Just one member of the Oversight Board is Israeli.
A “majority” of the panel ruled users can use the phrase – which refers to the idea of a Palestinian state stretching across the land in between the Jordan River and Mediterranean Sea, the land currently controlled by Israel – as long as it is not used in a way that glorifies Hamas or calls for violence.
The Oversight Board has not released a breakdown of the vote results or detailed which of its members participated.
Instead, the board said its decisions are “made by panels of five Members and approved by a majority vote of the full Board” and noted that the decisions “do not necessarily represent the views of all members.”
A majority of members who voted determined the slogan “has multiple meanings and is used by people in various ways and with different intentions.”
Meanwhile, Meta’s approach to moderating posts that contain the controversial slogan remains murky at best.

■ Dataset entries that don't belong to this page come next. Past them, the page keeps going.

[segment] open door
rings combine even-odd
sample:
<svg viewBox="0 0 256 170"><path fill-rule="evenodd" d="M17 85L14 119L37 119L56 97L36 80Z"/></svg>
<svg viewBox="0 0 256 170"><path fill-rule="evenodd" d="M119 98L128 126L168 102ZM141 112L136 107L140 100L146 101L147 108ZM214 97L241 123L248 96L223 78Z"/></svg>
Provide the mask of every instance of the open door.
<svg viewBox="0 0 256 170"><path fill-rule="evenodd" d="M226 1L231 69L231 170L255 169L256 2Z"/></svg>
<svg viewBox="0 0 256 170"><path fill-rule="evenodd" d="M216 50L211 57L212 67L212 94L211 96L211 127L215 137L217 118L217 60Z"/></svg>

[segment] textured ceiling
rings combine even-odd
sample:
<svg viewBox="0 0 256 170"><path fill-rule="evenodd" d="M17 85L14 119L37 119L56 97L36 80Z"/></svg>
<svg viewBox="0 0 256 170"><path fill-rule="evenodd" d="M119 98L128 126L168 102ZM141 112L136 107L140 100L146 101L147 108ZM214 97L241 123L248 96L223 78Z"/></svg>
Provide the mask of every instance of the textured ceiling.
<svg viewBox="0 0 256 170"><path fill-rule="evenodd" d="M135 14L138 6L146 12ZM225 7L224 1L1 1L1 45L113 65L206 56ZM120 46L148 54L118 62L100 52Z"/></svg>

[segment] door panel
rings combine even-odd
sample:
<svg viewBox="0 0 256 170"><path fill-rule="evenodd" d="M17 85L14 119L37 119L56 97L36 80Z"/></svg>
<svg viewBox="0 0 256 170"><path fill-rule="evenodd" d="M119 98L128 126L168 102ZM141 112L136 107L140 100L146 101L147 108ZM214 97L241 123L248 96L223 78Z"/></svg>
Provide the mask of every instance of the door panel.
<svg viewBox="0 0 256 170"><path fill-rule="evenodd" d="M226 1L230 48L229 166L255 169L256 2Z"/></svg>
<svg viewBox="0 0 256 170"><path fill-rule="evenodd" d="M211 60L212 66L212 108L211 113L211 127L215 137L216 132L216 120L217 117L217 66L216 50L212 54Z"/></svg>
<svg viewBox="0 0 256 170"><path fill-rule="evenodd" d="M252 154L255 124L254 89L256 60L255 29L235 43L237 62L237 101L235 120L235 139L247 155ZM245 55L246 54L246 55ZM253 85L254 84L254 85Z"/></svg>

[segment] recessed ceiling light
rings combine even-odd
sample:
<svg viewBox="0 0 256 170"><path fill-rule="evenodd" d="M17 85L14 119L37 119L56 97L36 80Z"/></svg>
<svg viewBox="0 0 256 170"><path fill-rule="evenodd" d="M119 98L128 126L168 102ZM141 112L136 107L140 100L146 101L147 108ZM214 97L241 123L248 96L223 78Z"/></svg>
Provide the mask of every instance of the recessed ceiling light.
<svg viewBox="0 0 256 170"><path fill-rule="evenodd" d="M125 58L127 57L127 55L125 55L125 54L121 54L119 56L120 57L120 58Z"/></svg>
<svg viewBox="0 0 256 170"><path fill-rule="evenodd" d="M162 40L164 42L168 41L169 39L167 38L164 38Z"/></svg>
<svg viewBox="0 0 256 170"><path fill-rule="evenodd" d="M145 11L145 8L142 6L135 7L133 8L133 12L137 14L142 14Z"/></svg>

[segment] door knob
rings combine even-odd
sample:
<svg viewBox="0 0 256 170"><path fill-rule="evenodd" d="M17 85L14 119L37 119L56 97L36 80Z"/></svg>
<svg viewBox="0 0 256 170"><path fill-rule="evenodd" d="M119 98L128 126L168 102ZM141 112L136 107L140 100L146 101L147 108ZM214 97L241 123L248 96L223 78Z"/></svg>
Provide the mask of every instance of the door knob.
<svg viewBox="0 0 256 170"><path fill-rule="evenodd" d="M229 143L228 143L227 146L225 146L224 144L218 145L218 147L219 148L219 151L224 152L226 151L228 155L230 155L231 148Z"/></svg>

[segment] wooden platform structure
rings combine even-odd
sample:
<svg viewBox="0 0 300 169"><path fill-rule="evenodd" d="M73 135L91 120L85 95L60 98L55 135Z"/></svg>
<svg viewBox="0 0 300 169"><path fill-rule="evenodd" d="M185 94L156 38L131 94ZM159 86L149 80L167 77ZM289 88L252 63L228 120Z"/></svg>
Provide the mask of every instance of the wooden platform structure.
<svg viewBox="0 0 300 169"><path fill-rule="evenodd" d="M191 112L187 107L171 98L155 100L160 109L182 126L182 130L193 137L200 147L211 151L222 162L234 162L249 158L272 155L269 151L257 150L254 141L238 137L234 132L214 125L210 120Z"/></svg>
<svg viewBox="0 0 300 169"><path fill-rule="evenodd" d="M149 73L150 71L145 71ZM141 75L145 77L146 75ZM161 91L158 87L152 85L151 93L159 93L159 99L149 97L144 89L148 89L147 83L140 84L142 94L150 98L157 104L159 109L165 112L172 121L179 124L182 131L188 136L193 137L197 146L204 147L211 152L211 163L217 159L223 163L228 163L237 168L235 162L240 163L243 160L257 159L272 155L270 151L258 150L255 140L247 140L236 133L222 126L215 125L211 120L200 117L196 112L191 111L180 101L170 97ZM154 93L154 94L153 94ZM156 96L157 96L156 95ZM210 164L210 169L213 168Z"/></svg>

In one example identified by The Post, a Facebook account titled “Palestine Liberation Group” shared a GIF in which a red arrow slowly erases the Star of David before morphing into a Palestinian flag alongside the phrase, “from the river to the sea, Palestine will be free.”
Several Jewish advocacy groups questioned whether Meta’s Oversight Board could reach an impartial decision on the “from the river to the sea” slogan,” given the past remarks of its members.
“The fact that multiple members of Meta’s Oversight Board have made statements to delegitimize the terror of October 7 and unjustly criticize Israel shows that there was clear bias in their decision to rule that “from the river to the sea” doesn’t constitute hate speech,” Combat Antisemitism Movement CEO Sacha Roytman told The Post.
“Instead of evaluating the context and history of the phrase as a direct call to violence, the board chose to hold Israel to an unfair double standard that will only lead to further online antisemitism,” he added.
An Anti-Defamation League spokesperson said: “We are concerned about the allegations of anti-Israel bias from some members of the Oversight board who may have been involved in the recent outrageous decision regarding the phrase ‘from the river to the sea.’ We will be investigating this further.”
The World Jewish Congress said the Oversight Board “has shown itself to be a biased body that ultimately fails to protect vulnerable communities from hate speech.”
“The Oversight Board lacks transparency and accountability,” the organization said in a statement. “The World Jewish Congress will continue to work closely with Meta to ensure that hate speech and calls for violence are removed from the platform.”